Прелесть (Повесть о Hовом Человеке) - Владимир Хлумов
Шрифт:
Интервал:
Закладка:
Потом наступает весна, и он превращается в длинную капающую сосульку под школьной крышей. Первое солнышко играет в его прозрачном сердце, и он кожей чувствует, как уменьшится его Я. С последней каплей он летит вниз к оттаявшей земле и застывает сверкающим брильянтовым шариком на тоненьком салатовом стебельке.
После наступает зима, и всю Землю, именно с большой буквы, охватывает снегопад. Огромные пушистые хлопья, торжественно, как это бывает только в новогоднюю ночь, падают на все материки, и планета покрывается толстым сверкающим слоем.
Андрей смотрит сквозь облака с расстояния триста восемьдесят тысяч километров, как на ночной стороне поднимается ветер. Так, наверное, много миллионов лет назад он наблюдал вымирание динозавров.
- Мчатся тучи, вьются тучи; невидимкою Луна... - напечатал Учитель.
Слышится вой или плач.
- ...Вьюга злится, вьюга плачет... Да, вьюга, как это точно сказал учитель, и бескрайнее снежное поле.
- Что же это? - удивленно спрашивает Ученик.
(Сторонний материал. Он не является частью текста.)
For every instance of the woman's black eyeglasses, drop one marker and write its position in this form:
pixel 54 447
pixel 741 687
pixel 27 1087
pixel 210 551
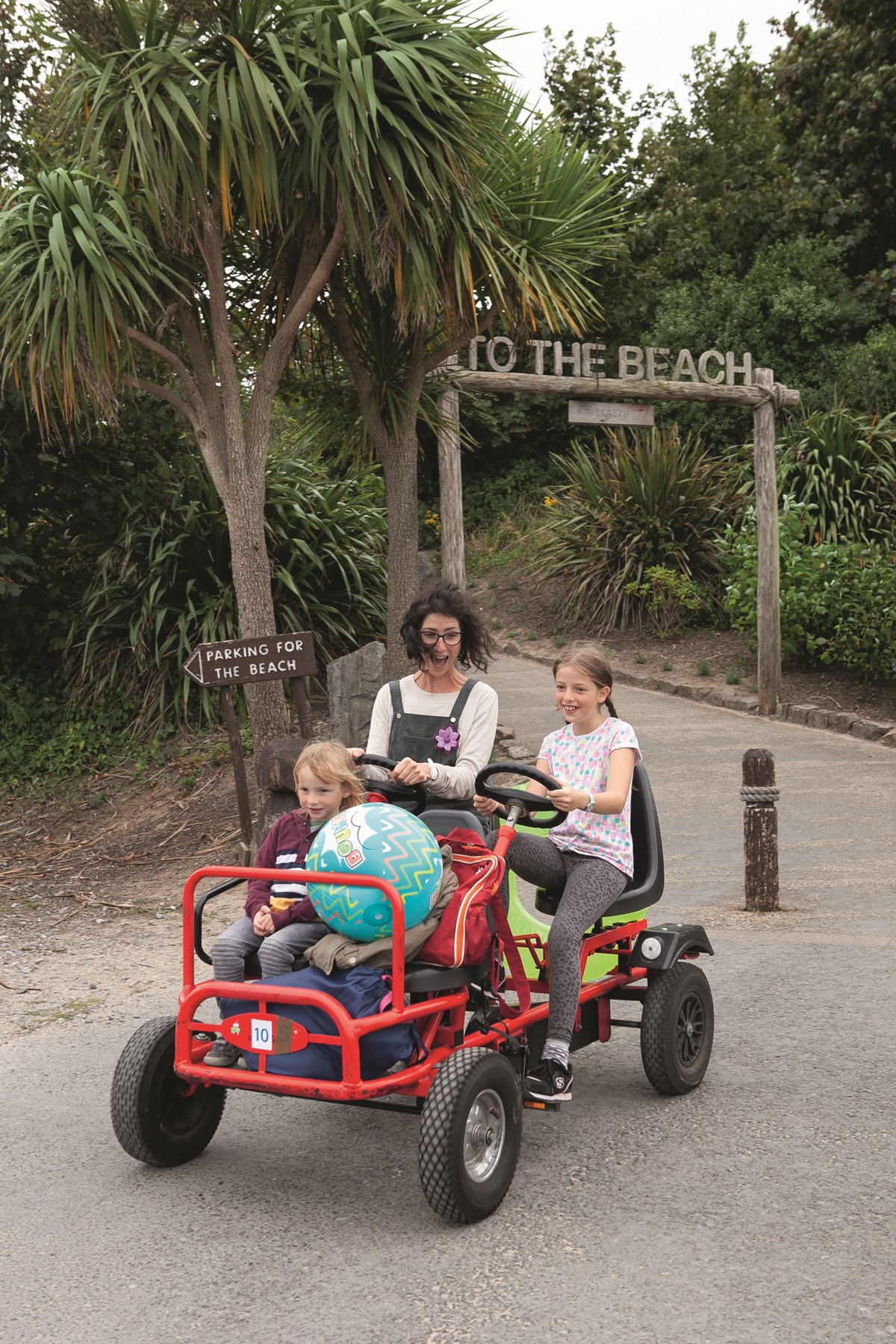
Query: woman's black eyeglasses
pixel 432 638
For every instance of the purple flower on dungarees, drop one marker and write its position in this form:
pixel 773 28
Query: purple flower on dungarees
pixel 447 739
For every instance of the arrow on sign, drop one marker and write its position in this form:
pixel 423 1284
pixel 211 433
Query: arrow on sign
pixel 193 667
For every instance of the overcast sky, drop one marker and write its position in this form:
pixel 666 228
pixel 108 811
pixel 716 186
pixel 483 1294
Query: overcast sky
pixel 653 37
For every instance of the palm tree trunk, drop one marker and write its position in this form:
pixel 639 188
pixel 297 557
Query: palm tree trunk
pixel 245 507
pixel 398 455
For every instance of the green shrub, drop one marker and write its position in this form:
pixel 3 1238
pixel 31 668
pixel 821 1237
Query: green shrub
pixel 509 542
pixel 669 598
pixel 166 585
pixel 837 601
pixel 842 465
pixel 641 502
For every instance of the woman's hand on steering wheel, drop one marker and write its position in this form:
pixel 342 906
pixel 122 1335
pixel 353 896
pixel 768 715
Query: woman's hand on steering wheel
pixel 411 772
pixel 402 793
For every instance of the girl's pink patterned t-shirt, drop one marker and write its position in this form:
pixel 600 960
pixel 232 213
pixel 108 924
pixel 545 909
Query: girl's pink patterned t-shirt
pixel 583 762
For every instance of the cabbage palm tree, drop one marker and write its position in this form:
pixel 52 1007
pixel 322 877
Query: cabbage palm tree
pixel 230 155
pixel 519 243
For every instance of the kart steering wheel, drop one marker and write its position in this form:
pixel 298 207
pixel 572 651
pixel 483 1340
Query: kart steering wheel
pixel 411 796
pixel 531 803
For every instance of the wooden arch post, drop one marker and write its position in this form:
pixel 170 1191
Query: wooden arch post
pixel 768 578
pixel 762 396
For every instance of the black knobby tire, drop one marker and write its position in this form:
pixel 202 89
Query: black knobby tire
pixel 676 1028
pixel 156 1116
pixel 470 1135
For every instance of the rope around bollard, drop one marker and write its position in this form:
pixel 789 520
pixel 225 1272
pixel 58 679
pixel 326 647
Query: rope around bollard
pixel 759 797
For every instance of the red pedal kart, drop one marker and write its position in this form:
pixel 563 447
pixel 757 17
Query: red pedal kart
pixel 467 1083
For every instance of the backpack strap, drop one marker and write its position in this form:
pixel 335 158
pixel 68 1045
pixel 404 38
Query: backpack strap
pixel 514 960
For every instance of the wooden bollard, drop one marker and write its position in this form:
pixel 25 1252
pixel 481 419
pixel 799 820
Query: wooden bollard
pixel 761 830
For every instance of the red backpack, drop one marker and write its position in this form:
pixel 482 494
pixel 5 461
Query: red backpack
pixel 465 933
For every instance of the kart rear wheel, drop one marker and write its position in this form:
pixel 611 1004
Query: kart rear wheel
pixel 158 1117
pixel 676 1028
pixel 470 1135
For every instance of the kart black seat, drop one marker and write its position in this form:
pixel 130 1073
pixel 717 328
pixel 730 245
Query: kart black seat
pixel 645 885
pixel 421 977
pixel 442 820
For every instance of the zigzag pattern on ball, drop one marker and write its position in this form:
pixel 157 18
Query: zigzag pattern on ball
pixel 408 868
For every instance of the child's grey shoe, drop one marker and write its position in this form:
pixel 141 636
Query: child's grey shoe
pixel 223 1055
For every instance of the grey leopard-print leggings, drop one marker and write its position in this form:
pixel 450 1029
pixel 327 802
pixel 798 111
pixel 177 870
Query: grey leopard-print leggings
pixel 590 886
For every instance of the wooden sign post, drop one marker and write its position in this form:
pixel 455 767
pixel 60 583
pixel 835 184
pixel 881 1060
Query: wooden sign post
pixel 267 658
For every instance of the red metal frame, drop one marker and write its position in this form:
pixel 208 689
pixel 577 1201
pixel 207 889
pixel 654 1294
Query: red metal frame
pixel 440 1019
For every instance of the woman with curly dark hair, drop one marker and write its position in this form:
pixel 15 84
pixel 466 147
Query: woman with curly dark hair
pixel 438 724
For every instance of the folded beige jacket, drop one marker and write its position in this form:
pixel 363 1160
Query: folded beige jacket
pixel 337 952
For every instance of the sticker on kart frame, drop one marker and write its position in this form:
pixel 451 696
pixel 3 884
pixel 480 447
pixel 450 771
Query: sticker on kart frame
pixel 264 1034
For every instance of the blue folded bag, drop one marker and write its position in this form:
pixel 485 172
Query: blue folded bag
pixel 361 992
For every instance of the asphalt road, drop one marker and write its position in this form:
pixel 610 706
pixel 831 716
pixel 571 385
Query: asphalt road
pixel 758 1209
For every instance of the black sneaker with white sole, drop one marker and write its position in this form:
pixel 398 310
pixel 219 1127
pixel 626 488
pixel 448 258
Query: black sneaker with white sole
pixel 548 1081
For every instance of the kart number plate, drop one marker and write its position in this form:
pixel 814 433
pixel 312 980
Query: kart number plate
pixel 262 1038
pixel 265 1035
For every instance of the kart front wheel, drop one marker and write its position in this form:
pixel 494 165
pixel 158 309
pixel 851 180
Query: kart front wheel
pixel 158 1117
pixel 676 1028
pixel 470 1135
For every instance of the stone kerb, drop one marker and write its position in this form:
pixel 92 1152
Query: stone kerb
pixel 809 715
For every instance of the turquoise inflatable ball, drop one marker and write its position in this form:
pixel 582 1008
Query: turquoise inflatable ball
pixel 382 841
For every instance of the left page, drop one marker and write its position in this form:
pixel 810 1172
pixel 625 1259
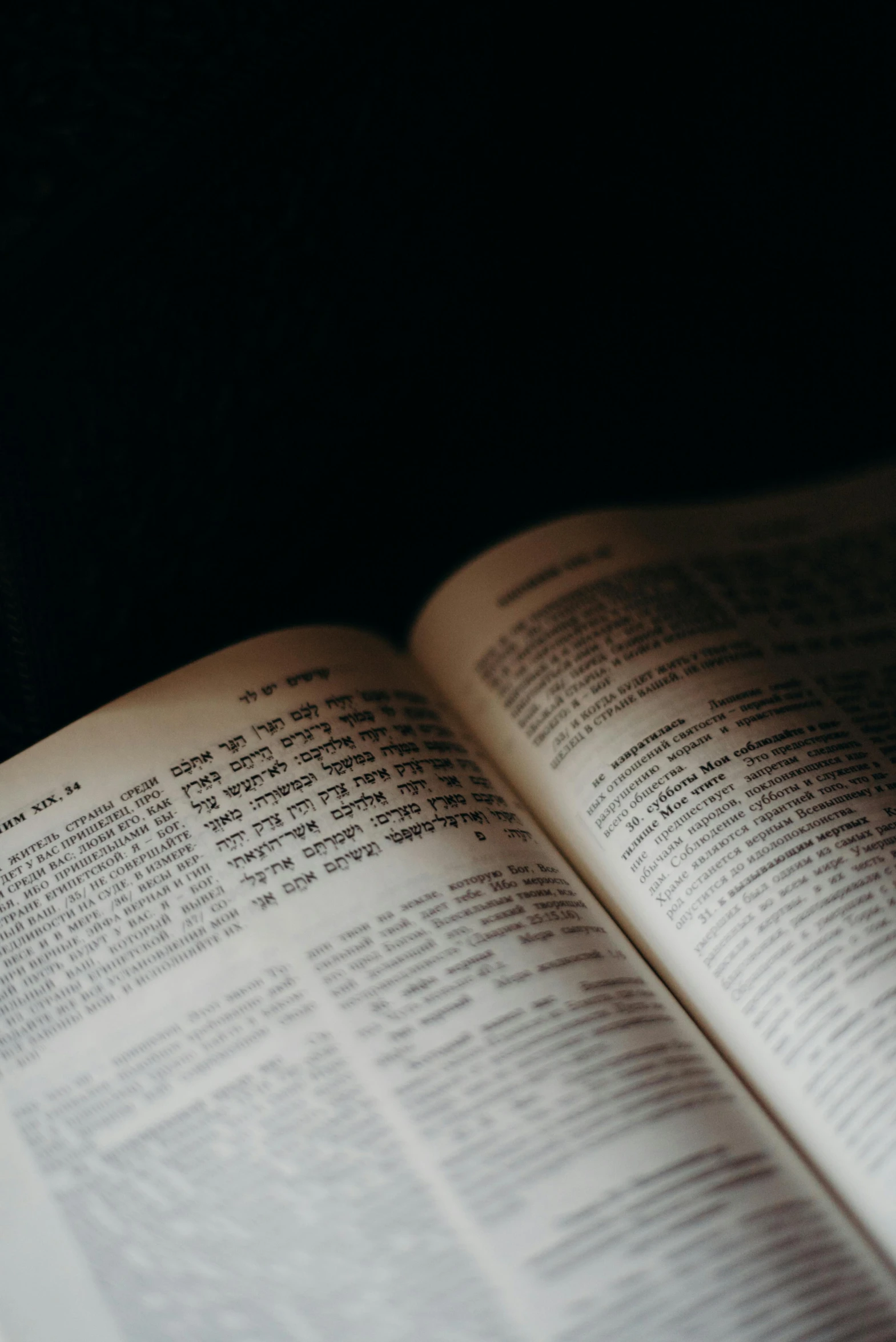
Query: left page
pixel 309 1032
- Мы убили Бога, ты и я! - стала появляться быстробегущая строчка учителя, - Но как мы это сделали? Кто дал нам губку, чтобы стереть весь горизонт? Что мы сделали, когда отвязали эту землю от ее солнца? Куда она теперь движется? Куда движемся мы? Прочь от всех солнц? Не будет ли нас бесконечно швырять из стороны в сторону? Назад, влево, вправо, вперед, во всех направлениях? Есть ли еще верх и низ? Не блуждаем ли мы в бесконечном ничто? Не дышит ли на нас Пустота? Не стало ли холоднее? Не бесконечно ли продолжается ночь, становясь все темнее и темнее?
- Да, Учитель! - только и воскликнул Андрей.
- Ты видишь свет? Нет, не тот примитивный солнечный свет, который сейчас отражается в твоей новой сущности, а другой негасимый даже в самой темной ночи, неистребимый свет истинной свободы, твой собственный огонь который манит и будоражит твое воображение с раннего детства?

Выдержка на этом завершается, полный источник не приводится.